It’s the clumsiest, stupidest way he could have shoehorned his sexuality in there, but mercifully, Dele doesn’t comment on it. He looks vaguely interested instead, leaning back and asking Eric about Portugal.

Eric feels on edge the rest of the conversation, like there’s something on the tip of his tongue. He pushes it back, absently following as Dele changes the topic, observing him as he talks. Eric asks him about his week, and Dele’s just running Eric through his plans for later, Fortnite and five a side, when Eric’s phone buzzes. It’s a text from Harry, asking if he’s dead.

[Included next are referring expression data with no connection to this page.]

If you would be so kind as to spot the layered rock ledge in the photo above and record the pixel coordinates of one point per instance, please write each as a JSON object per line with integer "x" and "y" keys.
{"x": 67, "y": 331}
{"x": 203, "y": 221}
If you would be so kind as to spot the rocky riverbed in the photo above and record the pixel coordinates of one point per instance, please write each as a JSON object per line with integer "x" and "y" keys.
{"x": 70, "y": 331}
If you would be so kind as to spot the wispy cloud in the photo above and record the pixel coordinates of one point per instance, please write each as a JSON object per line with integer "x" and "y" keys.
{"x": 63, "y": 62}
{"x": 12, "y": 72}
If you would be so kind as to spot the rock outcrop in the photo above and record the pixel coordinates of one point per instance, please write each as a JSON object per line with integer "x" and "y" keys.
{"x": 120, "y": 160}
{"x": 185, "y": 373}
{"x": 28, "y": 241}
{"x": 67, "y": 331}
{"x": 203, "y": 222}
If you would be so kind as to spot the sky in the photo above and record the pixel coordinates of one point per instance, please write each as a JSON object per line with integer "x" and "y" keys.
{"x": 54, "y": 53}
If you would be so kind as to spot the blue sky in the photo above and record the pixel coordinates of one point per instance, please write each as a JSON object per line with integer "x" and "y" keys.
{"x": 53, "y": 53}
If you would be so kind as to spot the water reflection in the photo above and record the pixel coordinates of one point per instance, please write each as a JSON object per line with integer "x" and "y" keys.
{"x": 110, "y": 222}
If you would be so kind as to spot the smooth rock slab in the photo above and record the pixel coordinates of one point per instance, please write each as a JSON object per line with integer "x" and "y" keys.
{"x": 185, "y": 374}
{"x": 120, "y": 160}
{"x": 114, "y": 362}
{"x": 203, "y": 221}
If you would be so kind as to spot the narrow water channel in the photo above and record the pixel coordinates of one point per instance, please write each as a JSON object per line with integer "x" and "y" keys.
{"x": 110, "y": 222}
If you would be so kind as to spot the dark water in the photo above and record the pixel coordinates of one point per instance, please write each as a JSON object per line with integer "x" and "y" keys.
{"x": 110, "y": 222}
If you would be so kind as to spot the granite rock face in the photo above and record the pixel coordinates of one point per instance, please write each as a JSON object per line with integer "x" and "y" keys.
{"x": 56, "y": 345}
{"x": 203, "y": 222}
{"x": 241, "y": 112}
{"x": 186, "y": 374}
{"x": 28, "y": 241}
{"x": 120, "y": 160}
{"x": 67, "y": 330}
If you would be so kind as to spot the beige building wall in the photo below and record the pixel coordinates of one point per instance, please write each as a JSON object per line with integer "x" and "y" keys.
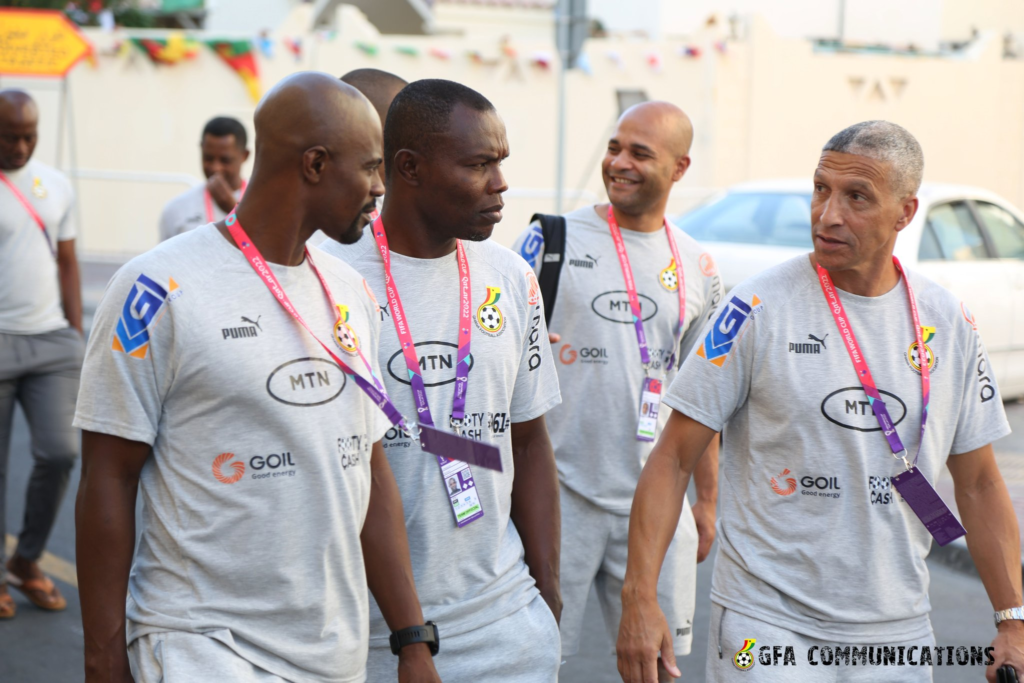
{"x": 762, "y": 109}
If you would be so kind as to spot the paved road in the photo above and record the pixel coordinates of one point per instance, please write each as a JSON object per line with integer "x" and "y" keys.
{"x": 39, "y": 647}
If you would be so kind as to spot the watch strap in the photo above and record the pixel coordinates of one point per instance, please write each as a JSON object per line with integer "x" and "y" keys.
{"x": 416, "y": 634}
{"x": 1016, "y": 613}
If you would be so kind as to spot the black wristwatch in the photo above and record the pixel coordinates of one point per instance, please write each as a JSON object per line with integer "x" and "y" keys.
{"x": 417, "y": 634}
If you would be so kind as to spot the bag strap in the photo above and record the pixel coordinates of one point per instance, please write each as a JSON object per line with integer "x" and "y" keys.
{"x": 553, "y": 228}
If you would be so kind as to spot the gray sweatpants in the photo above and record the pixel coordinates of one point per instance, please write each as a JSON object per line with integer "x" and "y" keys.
{"x": 520, "y": 648}
{"x": 731, "y": 630}
{"x": 41, "y": 373}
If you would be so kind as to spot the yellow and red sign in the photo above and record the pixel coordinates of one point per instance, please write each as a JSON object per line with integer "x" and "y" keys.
{"x": 36, "y": 42}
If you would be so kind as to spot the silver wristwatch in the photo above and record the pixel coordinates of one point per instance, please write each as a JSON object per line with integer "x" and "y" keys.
{"x": 1012, "y": 613}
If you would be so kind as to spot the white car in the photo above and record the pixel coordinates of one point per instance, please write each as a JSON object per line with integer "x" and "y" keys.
{"x": 966, "y": 239}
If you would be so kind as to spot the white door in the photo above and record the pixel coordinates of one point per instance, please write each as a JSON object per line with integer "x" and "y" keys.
{"x": 953, "y": 253}
{"x": 1006, "y": 239}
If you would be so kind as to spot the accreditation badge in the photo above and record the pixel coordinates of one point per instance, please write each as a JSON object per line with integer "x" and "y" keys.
{"x": 650, "y": 402}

“Shit,” Eric says, glancing at it. “It’s eight already?”

“I should get going,” Dele says, unrolling his body delicately off the car, and Eric feels momentarily disappointed. He lingers, replaying the ‘ _ he _ ’ back in his head and wondering if he should say something, but in the end, he just offers Dele a hug goodbye. Dele lingers in his step after, however, and he looks at Eric.

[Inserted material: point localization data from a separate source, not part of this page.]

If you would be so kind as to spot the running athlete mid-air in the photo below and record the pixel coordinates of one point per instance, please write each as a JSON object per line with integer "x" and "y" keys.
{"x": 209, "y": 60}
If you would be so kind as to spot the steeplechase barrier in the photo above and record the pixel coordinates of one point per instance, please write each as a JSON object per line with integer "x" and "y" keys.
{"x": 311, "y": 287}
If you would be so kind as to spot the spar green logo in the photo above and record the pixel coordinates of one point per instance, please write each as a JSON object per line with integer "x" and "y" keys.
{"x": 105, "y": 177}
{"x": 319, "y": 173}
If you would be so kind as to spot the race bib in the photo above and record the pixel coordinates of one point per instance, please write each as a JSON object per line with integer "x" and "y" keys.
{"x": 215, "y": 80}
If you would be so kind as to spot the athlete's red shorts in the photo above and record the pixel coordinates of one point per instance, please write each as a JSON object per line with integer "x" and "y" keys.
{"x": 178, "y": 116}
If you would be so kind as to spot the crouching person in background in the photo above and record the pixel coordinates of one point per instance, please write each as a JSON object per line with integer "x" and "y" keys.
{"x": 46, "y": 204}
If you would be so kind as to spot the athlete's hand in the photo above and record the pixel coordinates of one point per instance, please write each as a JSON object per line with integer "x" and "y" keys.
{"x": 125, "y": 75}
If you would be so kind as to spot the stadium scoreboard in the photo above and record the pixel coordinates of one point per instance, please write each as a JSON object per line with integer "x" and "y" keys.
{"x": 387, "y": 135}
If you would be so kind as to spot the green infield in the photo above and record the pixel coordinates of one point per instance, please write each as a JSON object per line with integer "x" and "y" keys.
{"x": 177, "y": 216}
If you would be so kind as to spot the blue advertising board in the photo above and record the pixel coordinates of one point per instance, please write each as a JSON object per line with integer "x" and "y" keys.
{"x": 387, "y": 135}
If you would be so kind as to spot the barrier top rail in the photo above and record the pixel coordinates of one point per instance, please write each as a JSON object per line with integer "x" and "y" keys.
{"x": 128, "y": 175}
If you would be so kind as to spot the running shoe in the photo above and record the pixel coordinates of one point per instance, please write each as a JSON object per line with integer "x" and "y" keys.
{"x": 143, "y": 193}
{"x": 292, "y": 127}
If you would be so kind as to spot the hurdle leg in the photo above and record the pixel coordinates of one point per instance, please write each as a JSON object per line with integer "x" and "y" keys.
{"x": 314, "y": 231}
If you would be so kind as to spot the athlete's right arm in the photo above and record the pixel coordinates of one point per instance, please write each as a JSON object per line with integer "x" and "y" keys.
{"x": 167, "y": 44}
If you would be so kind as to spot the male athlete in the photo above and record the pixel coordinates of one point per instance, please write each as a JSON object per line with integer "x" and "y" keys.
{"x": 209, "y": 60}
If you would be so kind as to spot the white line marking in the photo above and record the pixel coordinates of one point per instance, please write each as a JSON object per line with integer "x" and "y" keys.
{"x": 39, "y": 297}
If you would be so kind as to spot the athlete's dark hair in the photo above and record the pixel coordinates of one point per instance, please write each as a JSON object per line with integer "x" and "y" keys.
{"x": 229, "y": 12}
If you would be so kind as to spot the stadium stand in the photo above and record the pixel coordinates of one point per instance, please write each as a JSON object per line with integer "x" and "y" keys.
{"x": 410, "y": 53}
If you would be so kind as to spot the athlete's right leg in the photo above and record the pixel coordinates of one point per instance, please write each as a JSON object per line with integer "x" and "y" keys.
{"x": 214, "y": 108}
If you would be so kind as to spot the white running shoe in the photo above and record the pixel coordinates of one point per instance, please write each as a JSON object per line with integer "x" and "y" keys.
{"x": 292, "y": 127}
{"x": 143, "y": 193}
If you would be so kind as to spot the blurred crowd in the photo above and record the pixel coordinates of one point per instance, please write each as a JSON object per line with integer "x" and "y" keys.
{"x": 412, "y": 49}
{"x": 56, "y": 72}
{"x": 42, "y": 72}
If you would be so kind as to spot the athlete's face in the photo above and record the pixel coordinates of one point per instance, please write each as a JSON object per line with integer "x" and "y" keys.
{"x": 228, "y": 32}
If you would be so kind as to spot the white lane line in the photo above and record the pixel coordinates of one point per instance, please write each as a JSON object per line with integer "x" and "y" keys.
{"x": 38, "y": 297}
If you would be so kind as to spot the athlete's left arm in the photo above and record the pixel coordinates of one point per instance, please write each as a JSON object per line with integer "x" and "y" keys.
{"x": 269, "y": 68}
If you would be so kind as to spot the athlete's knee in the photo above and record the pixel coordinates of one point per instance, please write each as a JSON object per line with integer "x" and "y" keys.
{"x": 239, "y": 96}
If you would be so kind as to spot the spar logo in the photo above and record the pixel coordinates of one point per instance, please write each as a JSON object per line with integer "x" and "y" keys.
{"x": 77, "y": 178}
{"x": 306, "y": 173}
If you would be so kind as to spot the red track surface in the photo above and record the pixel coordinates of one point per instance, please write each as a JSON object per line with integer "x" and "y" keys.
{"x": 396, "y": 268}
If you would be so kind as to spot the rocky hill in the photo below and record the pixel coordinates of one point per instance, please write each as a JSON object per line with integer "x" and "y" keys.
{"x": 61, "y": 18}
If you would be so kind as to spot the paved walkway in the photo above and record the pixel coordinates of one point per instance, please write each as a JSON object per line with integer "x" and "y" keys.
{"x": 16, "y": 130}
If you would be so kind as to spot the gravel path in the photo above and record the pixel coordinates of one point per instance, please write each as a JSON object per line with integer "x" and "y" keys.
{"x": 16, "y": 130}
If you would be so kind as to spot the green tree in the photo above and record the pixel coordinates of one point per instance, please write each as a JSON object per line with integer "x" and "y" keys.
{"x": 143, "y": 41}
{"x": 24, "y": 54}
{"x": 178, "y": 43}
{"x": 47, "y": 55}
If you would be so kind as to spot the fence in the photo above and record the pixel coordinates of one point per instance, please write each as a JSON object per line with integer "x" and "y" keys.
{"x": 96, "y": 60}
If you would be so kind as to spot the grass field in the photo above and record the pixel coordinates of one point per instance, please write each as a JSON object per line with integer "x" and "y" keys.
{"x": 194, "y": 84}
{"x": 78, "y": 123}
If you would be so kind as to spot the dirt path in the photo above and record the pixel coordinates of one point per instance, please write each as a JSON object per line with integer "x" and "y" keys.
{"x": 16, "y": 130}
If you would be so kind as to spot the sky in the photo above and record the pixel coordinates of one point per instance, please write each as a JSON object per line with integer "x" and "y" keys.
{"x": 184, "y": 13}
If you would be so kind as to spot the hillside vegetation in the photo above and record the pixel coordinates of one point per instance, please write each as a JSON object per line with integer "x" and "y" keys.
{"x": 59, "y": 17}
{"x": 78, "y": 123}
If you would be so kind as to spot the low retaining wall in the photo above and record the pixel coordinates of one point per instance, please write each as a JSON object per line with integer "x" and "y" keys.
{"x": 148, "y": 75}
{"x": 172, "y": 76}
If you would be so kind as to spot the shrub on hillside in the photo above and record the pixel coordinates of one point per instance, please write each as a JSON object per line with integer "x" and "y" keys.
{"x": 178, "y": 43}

“Dier,” he says, “You’re decent at football, right?”

Eric shrugs. “I’m okay,” he says, “Why?”

“One of my mates dropped out for Sunday,” Dele says, casually. “Do you want to come?”

Eric feels his face breaking into a bigger grin than it needs to, and he restrains himself so his nod isn't too enthusiastic. “I could do that.”

“Cool,” Dele says, and steps back, shifting his weight from foot to foot. “I’ll text you.”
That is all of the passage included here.